# Project: Building MySQL Database for VHS Rental Store | Cristiane Carneiro

## Data Cleaning : language.csv

In this file, one can review the step by step cleaning process for table language.csv 

### Import 

We start by importing the libraries we are going to use and loading the database

In [1]:
%pip install ipython
%pip install seaborn
%pip install mysql-connector-python
%pip install sqlalchemy
%pip install pymysql

Note: you may need to restart the kernel to use updated packages.
Note: you may need to restart the kernel to use updated packages.
Note: you may need to restart the kernel to use updated packages.
Note: you may need to restart the kernel to use updated packages.
Note: you may need to restart the kernel to use updated packages.


In [2]:
import pandas as pd
pd.set_option('display.max_columns', None)

import numpy as np

import warnings
warnings.filterwarnings('ignore')

import pylab as plt  

import seaborn as sns 

import mysql.connector as conn

from sqlalchemy import create_engine

%matplotlib inline

In [3]:
languages = pd.read_csv('/Users/criscarneiro/desktop/ironhack/6_Projects/sql-data-base-building/data/raw/language.csv')

In [4]:
languages.head()

Unnamed: 0,language_id,name,last_update
0,1,English,2006-02-15 05:02:19
1,2,Italian,2006-02-15 05:02:19
2,3,Japanese,2006-02-15 05:02:19
3,4,Mandarin,2006-02-15 05:02:19
4,5,French,2006-02-15 05:02:19


### Good practices

Some good practices before we continue with the exercise

In [5]:
#creating a back-up with the original table 

languagesoriginal = languages.copy()

In [6]:
#ensuring column names are clean 

languages.columns

Index(['language_id', 'name', 'last_update'], dtype='object')

In [7]:
languagues.columns = [c.lower().replace(' ', '_') for c in languages.columns]

languages.columns

NameError: name 'languagues' is not defined

In [None]:
#checking for duplicates 

languages.duplicated().any() #there are no duplicates 

### Explore 

Exploratory analysis to understand the data base (e.g,. description, column types, searching for null values) 

In [None]:
#it seems we have a repository of actors with their respective IDs and the data in each it was updated. 

languages.head()

In [None]:
#we have 3 columns, and 6 entries (rows) in our original database

languagesoriginal.shape

In [None]:
#here we can see the type of each of the columns - int type for language ID, and object type for name and last_update columns
#it seems all values are non-null

languagues.info()

In [None]:
#description table 
#here we can see the #of unique values, and the mode of each field. 

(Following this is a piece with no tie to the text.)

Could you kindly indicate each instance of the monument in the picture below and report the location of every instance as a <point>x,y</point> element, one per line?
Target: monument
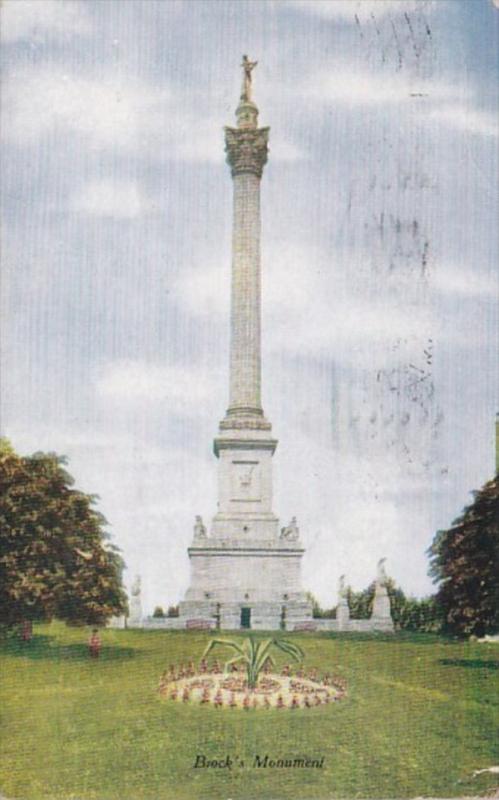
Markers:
<point>245,573</point>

languages.describe(include='all').T

### Null values

As stated above, there are no null values in the database. See per below:

In [None]:
#there are no null values in the database 

nan_cols = languages.isna().sum()

nan_cols

### Other cleaning 

#### language_id

In [None]:
#we got a list of int values, which seem to be IDs for the each language
#this is the most appropriate datatype (although we will optimize later)

languages.language_id.dtype

In [None]:
#it seems all the IDs are unique values 

len(languages.language_id.unique())

In [None]:
languagues.language_id.unique()

#### last_update

In [None]:
#this column is type 'object'. It seems tough it would be most appropriate as a 'time type'

languages.last_update.dtype

In [None]:
#all the values are the same, indicating all the names were last updated on Feb 15th 2006 at 5:02

languagues.last_update.value_counts()

In [None]:
#I will convert the data to datetime64

languages.last_update = pd.to_datetime(languages.last_update)

In [None]:
#converted 

languagues.last_update.dtype

#### name

In [None]:
#this column is type 'object'. They cointain a list of strings 

languages.name.dtype

In [None]:
#all unique values 

languages.name.unique()

In [None]:
#just making sure there are no spaces 

languages.name = languages.name.apply(lambda X: X.title().replace(' ',''))

In [None]:
languages.head()

### Column names and duplicates 

In [None]:
languages.columns

In [None]:
#renaming last_update to distinguish from other tables

newcolumns = ['language_id', 'language_name', 'language_last_update']

In [None]:
languages.columns = newcolumns

In [None]:
#checking for duplicates 

languages.duplicated().any() #there are no duplicates 

In [None]:
languages.head(2)

### Column types and optimization 

I will optimize the database for memory 

In [None]:
languages.info(memory_usage='deep')

In [None]:
#downcast language_id

languages.language_id = pd.to_numeric(languagues.language_id, downcast='integer')

In [None]:
#name columns to 'category'

languages.language_name = languages.language_name.astype('category')   

In [None]:
#no need for 'nanoseconds' precision

languages.last_update = languages.language_last_update.astype('datetime64[s]')

### Comparison output vs. original

In [None]:
#no values excluded

print(languagesoriginal.shape)
print(languages.shape)

In [None]:
#744 bytes vs. 1016 bytes 

languages.info(memory_usage='deep')

In [None]:
languagesoriginal.info(memory_usage='deep') 

### Export clean table

In [None]:
languages.to_csv('/Users/criscarneiro/desktop/ironhack/6_Projects/sql-data-base-building/data/clean/language_clean.csv', index=False)

### Export to MYSQL

In [8]:
with open('/Users/criscarneiro/desktop/ironhack/6_Projects/sql-data-base-building/pw.txt') as file: 
    
    password = file.read()

In [9]:
str_conn=f'mysql+pymysql://root:{password}@localhost:3306/rentalstore'

cursor = create_engine(str_conn)

In [10]:
languages.to_sql(name='language',
              con=cursor,
              if_exists = 'replace',
              index=True)

6